The modern age in a nutshell: nothing simple, nothing clear. That is why the novel will flourish: that is, if the novelist is adept enough to be definite, clear and satisfying.

When I googled Craig Nova, there is another column that comes up indicating that people that search for you also search for James Salter, Joy Williams, Leonard Michaels and Ann Beattie. Can you speculate as to why? Do you like the company?

My god, who wouldn’t be happy to be in this company? Some of them I know, by the way, and Ann Beattie is someone I am honored to call a friend. She is talented, smart, morally alert, elegant, really elegant, has a great sense of humor, and after a certain point, what more can a human being have? She is terrific. Burning the Days, one of Salter’s books, is a favorite. [There’s a] great story in it about when he was learning to fly and got lost on a night flight and crashed into someone’s front porch.

What makes a person a reader, and generally a lifelong one?
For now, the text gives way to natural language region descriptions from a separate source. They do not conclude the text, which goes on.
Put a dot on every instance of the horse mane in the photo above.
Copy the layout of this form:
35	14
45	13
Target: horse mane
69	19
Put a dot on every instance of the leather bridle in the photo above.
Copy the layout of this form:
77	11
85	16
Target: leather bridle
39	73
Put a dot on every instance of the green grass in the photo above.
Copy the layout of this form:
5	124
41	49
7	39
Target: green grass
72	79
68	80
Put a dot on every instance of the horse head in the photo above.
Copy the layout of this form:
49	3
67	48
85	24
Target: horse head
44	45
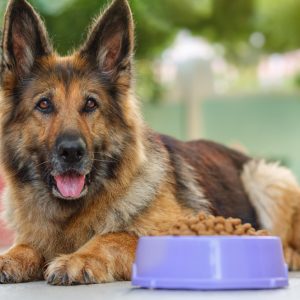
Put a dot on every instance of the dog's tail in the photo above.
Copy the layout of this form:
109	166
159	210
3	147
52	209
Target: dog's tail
275	194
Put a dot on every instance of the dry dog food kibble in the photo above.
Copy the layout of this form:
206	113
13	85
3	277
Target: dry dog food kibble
210	225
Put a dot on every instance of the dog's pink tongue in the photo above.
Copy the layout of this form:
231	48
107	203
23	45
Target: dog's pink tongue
70	186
Can you describe your most memorable experience of or with a book?

I don’t think that reading is a solitary pleasure, but a communal one. That is, you don’t really enjoy a book until you have given it to someone you like and that person has enjoyed it, too.  This is a great pleasure.

As to that quality that makes a reader, well, it is the ability to enter into a world just by the reader’s imagination, or quality of mind. It is being nibbled away at, to some extent, but at the same time, books are selling enough to produce billions of dollars. So they aren’t disappearing altogether. 

I think, too, that the number of people who want to write is growing and this means that these people are readers, if only to discover some method that will be useful to them.

As for me, I wanted to be a surgeon, but then read Albert Camus. That was it. I was a goner.